Earnings vs. expectations
As an investment trust, "earnings" are NAV total return vs the DNSCI (XIC) benchmark. Track record across the filing period: 2021 NAV TR +32.5% vs benchmark +21.9% (beat), 2022 -10.4% vs -17.9% (beat), 2023 +8.2% vs +10.1% (miss), 2024 +12.1% vs +9.5% (beat), 2025 +7.9% vs +12.7% (miss). Dividend ambition of CPI-plus growth has been consistently met or exceeded. Pattern: more relative beats than misses across cycles, but the 2025 miss combined with the 2023 underperformance meant the three-year continuation-vote period was a net miss (+31.0% vs +35.9%). Income/dividend delivery has consistently exceeded internal forecasts in the 2024 and 2025 reports.
Conviction
Conviction: 4 (high) that the shares are mildly undervalued (range straddles fair).

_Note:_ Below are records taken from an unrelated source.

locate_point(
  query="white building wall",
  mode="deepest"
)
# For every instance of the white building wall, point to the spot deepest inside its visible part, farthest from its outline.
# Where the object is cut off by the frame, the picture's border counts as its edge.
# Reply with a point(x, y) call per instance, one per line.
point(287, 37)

- Anchors: NAV is audited, observable and Level-1-priced (£1,457.9m of listed equities); the discount is mechanical and the methodology is unambiguous; 35 years of consistent reporting.
- Caveats: Discount could remain wide for years (no catalyst control), and the underlying NAV is itself subject to UK small-cap market risk, so the "fair value" is a moving target.
For the investor profile in question, this is fundamentally a poor strategic fit: ASCoT holds small UK value-style cyclicals, with essentially no AI-receiver exposure, near-zero operating leverage at the trust level, and limited long-tail upside to AI-spending cycles. The manager is explicit that the trust's appeal is precisely as the contrarian alternative to AI-mania — and the user's mandate is the opposite of contrarian-to-AI.